CCPs authorised in a third-country in which the legal and supervisory arrangements are equivalent to those of the South African regulatory framework, which have equivalent regulation on anti-money laundering and combating financial terrorism, and in which CCPs are subject to effective supervision may provide services in South Africa provided they are authorised by the Registrar. For granting an authorisation, the Registrar will assess the application for authorisation taking into consideration the regulatory framework of the third country and may take into account information provided by any other supervisory authority, including third-country supervisory authorities.
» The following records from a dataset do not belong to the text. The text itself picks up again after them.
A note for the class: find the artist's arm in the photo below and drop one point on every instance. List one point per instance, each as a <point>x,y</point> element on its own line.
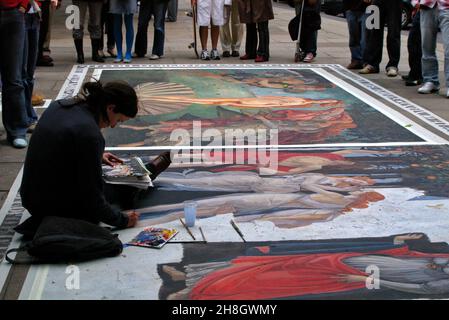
<point>89,149</point>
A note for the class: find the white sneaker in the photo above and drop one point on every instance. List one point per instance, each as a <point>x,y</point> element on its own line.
<point>205,55</point>
<point>154,57</point>
<point>392,71</point>
<point>428,87</point>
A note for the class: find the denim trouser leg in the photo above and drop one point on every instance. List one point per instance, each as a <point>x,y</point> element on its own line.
<point>12,40</point>
<point>444,26</point>
<point>145,10</point>
<point>429,31</point>
<point>30,53</point>
<point>159,11</point>
<point>251,39</point>
<point>393,19</point>
<point>355,34</point>
<point>414,49</point>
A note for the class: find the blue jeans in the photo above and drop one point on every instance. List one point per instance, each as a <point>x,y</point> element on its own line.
<point>12,40</point>
<point>357,33</point>
<point>157,9</point>
<point>30,53</point>
<point>431,19</point>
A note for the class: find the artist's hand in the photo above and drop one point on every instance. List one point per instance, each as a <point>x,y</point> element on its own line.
<point>133,217</point>
<point>111,160</point>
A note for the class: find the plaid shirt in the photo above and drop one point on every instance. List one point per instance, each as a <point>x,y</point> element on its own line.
<point>442,4</point>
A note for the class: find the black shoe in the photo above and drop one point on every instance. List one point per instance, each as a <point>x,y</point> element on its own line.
<point>412,83</point>
<point>235,54</point>
<point>159,165</point>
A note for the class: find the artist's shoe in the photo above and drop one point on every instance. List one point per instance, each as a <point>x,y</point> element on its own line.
<point>205,55</point>
<point>159,165</point>
<point>214,55</point>
<point>368,69</point>
<point>20,143</point>
<point>392,72</point>
<point>112,52</point>
<point>309,58</point>
<point>429,87</point>
<point>37,100</point>
<point>412,82</point>
<point>261,59</point>
<point>355,65</point>
<point>155,57</point>
<point>32,127</point>
<point>247,57</point>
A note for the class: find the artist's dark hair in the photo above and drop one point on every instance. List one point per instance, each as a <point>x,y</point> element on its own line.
<point>118,93</point>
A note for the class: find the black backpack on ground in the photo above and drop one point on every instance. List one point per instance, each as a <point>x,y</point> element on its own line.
<point>61,240</point>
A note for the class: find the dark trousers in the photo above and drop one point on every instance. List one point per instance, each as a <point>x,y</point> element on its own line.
<point>157,9</point>
<point>107,26</point>
<point>257,39</point>
<point>30,52</point>
<point>172,10</point>
<point>415,49</point>
<point>44,26</point>
<point>12,41</point>
<point>390,14</point>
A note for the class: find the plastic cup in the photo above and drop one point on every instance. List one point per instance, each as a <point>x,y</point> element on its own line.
<point>190,213</point>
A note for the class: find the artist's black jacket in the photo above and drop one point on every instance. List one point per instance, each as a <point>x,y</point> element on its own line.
<point>62,174</point>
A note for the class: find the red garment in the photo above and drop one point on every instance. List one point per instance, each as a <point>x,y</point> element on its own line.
<point>6,4</point>
<point>270,277</point>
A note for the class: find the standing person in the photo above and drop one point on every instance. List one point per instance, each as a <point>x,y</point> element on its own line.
<point>434,15</point>
<point>256,14</point>
<point>107,26</point>
<point>157,9</point>
<point>231,33</point>
<point>414,47</point>
<point>356,18</point>
<point>71,129</point>
<point>172,11</point>
<point>95,7</point>
<point>12,41</point>
<point>390,14</point>
<point>30,54</point>
<point>210,13</point>
<point>310,26</point>
<point>123,10</point>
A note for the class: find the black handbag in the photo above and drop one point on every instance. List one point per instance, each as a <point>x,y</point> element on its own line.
<point>61,240</point>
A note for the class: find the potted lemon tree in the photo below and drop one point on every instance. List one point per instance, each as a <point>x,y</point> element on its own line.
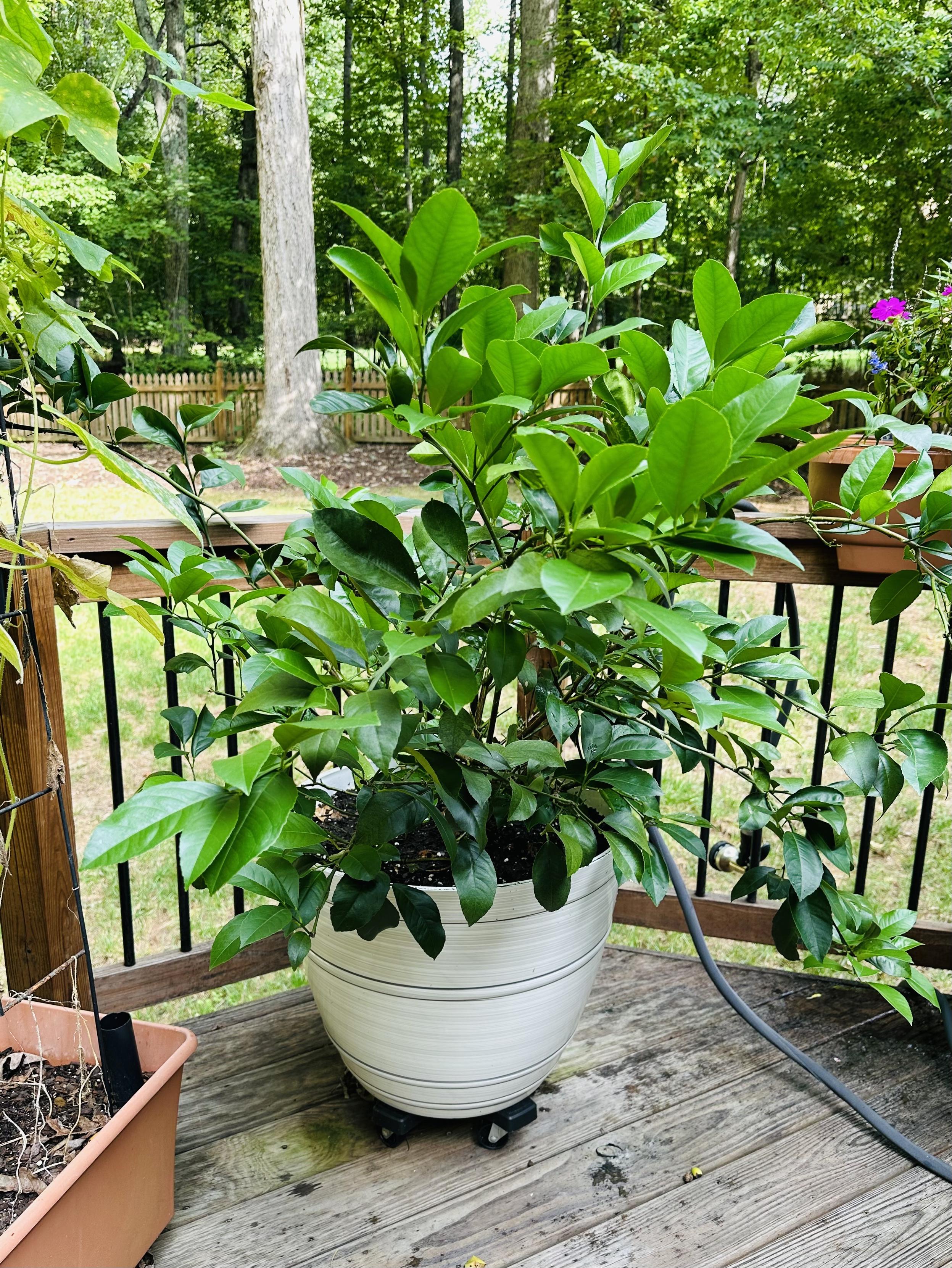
<point>461,702</point>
Moreover, the Registrar may exempt the third country CCPs from some or all of the requirements required under the FMA. The Registrar may enter into cooperation arrangements with third-country regulatory or supervisory authorities with the purpose of coordinating the supervision on an ongoing basis and exchanging information regarding third-country CCPs authorised in a third-country in which the legal and supervisory arrangements are equivalent to those of the South African regulatory framework and which are subject to effective supervision in the third-country in which they are authorised.

(19)

While noting that the structure of the recognition procedure of the legal regime of South Africa applicable to third-country CCPs differs from the procedure laid down in Regulation (EU) No 648/2012, it should nonetheless be considered as providing for an effective equivalent system for the recognition of third-country CCPs.

(20)

The conditions laid down in Article 25(6) of Regulation (EU) No 648/2012 can therefore be considered to be met by the legal and supervisory arrangements of South Africa regarding licensed clearing houses, and those legal and supervisory arrangements should be considered to be equivalent to the requirements laid down in Regulation (EU) No 648/2012. The Commission should continue monitoring on a regular basis the evolution of the legal and supervisory framework for CCPs in South Africa and the fulfilment of the conditions on the basis of which this decision has been taken.

(21)

The regular review of the legal and supervisory arrangements applicable in South Africa to CCPs authorised therein should be without prejudice to the possibility of the Commission to undertake a specific review at any time outside the general review, where relevant developments make it necessary for the Commission to reassess the equivalence granted by this decision. Such reassessment could lead to the withdrawal of the recognition of equivalence.

(22)

The measures provided for in this Decision are in accordance with the opinion of the European Securities Committee,

HAS ADOPTED THIS DECISION:

Article 1

For the purposes of Article 25 of Regulation (EU) No 648/2012, the legal and supervisory arrangements of South Africa consisting of the Financial Markets Act and applicable to licensed clearing houses authorised therein shall be considered to be equivalent to the requirements laid down in Regulation (EU) No 648/2012.

Article 2

This Decision shall enter into force on the twentieth day following that of its publication in the Official Journal of the European Union.

Done at Brussels, 13 November 2015.

For the Commission

The President

Jean-Claude JUNCKER


(1)  OJ L 201, 27.7.2012, p. 1.

(2)  As of 1 September 2014 the Committee on Payment and Settlement Systems has changed its name to Committee on Payment and Market Infrastructures.